A week before Thanksgiving with no real holiday plans, the bf and I decided to host a little something at my place. We felt the right thing to do was to bring all the turkey day strays together to share a proper feast. The 8-10 person guest list quickly grew to 18… My one requirement: bring a dish to share with the group! This was a holiday potluck, so I honed in on the one dish the hostess would be responsible for: the turkey complete with stuffing.* I ordered a bird from a local farm upstate and was informed she (Florence…yes we named her…), was sacrificed only 4-5 days before our feast! Fresh as a daisy, I had to do right by her. I resolved to use every scrap of pretty Florence that I could, both pre/post roasting.

florence thanksgiving

This meal was honestly the very best Thanksgiving spread I have ever seen/eaten. Everyone’s contributions were absolutely deeeelicious. Although I sent everyone home with piles of left-overs, the bird was far from stripped. I decided to make a soup with the leftover odds & ends.
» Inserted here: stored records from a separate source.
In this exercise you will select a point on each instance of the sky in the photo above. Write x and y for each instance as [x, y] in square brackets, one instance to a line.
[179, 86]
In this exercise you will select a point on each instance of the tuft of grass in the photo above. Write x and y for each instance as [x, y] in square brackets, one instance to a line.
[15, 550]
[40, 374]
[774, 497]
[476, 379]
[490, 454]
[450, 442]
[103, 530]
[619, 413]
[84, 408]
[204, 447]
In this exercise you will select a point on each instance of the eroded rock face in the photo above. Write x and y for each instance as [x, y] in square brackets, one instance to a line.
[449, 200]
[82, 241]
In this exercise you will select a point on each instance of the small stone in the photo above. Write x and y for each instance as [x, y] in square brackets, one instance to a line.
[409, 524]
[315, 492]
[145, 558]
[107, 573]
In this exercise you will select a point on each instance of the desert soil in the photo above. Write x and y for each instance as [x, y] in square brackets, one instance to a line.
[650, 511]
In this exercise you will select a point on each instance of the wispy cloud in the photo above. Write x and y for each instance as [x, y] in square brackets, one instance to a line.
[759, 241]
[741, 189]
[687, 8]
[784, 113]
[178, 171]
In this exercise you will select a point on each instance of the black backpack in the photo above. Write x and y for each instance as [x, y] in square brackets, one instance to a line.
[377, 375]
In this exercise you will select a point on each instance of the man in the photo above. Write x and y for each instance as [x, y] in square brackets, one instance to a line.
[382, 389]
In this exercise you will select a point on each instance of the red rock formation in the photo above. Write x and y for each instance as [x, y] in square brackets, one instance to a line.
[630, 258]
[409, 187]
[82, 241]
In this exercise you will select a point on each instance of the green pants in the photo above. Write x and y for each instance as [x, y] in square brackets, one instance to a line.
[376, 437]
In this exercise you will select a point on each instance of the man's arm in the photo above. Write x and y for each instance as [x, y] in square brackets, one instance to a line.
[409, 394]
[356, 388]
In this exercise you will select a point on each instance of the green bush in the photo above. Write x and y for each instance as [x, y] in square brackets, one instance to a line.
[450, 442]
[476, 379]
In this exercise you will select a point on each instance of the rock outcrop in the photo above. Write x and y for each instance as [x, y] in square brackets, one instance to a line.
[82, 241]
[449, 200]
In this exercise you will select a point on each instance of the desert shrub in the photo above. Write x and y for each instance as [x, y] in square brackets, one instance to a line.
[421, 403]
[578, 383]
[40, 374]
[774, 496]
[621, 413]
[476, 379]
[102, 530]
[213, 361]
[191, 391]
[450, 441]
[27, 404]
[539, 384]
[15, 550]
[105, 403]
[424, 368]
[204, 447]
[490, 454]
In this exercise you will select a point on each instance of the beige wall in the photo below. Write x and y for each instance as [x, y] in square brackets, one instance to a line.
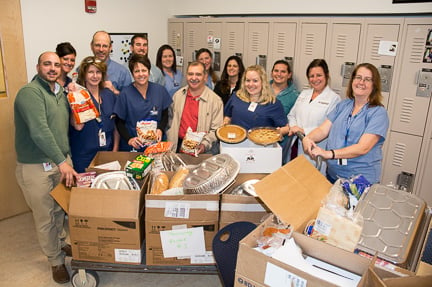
[11, 199]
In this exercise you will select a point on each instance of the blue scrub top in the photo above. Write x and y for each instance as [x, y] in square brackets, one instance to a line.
[269, 115]
[346, 130]
[85, 143]
[132, 108]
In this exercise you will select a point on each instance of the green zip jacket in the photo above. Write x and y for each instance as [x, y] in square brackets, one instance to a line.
[41, 123]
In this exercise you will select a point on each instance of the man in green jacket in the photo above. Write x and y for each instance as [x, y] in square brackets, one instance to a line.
[43, 161]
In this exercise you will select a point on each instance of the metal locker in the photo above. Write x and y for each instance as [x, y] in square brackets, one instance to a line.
[257, 44]
[401, 157]
[343, 53]
[213, 35]
[194, 40]
[232, 40]
[312, 46]
[378, 35]
[282, 43]
[175, 40]
[410, 110]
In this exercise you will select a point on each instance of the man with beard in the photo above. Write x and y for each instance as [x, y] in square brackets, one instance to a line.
[139, 45]
[118, 75]
[43, 161]
[195, 106]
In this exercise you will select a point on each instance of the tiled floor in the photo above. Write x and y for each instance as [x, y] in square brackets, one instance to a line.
[22, 263]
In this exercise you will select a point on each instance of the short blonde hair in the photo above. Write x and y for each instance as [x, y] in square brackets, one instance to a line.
[267, 95]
DISCLAIMER: This recipe is NOT meant to be followed to a tee! Riff on it however you see fit. Hang onto your roasting scraps and see where your soup takes you. This kind of soup can be made all winter long and interpreted in many different ways.  It’s time consuming but fairly hands off, so great to make while you’re having a cozy afternoon at home. What scraps do you having looming in your fridge right now?

soup ingredients

Ingredients:

1 bird carcass

3 leeks, rinsed and sliced (tops also rinsed, sliced and set aside)

4 shallots, sliced

1 head of fennel cut into 1” chunks

10 garlic cloves, sliced

2 parsnips

3 carrots

¾ bottle of white wine

1 box veggie stock

3 qts water

3 bay leaves

1 apple, pitted & chopped

1 pear, pitted & chopped

2 apple cores (leftover stuffing scraps)

2 pear cores  (leftover stuffing scraps)

2 stems of sage

1 handful of rough chopped fresh parsley

2 handfuls small potatoes, cut into 2” chunks

1 bunch fresh thyme, pruned and rough chopped

red chili pepper flakes

S&P

cheesecloth

leeks

Start by sautéing leeks, shallots, and fennel in your largest stock pot over med-low heat. Add garlic and cook until fragrant. Add parsnips/carrots and cook for 5mins. Add wine and raise heat to simmer. Pour the rest into a wine glass and enjoy. Sip and simmer for 20mins. Add stock, water, and bay leaf. Once you’re back to a simmer add Flor the bird! Arrange so it’s completely submerged. Toss in two pinches red chili flakes. Let it bubble awhile…

cheese cloth

Now, pile the leftover scraps into several small heaps: the apples/pears, the cores, the leek tops, and the sage. Using the cheesecloth, bundle 2-3 small piles up into the cloth and tie with kitchen string. Drop satchels into soup and continue to simmer. Add thyme. Season with S&P. Add potatoes. Soup should be just about done when potatoes are cooked to your liking. Remove from heat and discard cheesecloth bundles. Pull the bird out of the soup and allow to cool on large platter. Tear meat off bones, shred into smaller pieces and toss back into the pot.

soupmeats

Once soup has cooled, skim fat off top.

Garnish with fresh parsley, serve with crusty bread and a glass of apple cider. Enjoy turkey day’s bounty one more time and count the things you’re thankful for. It’s holiday season y’all.

*I hate to admit it but, dish Amelia’s pumpernickel & rye stuffing bested this hostess’s!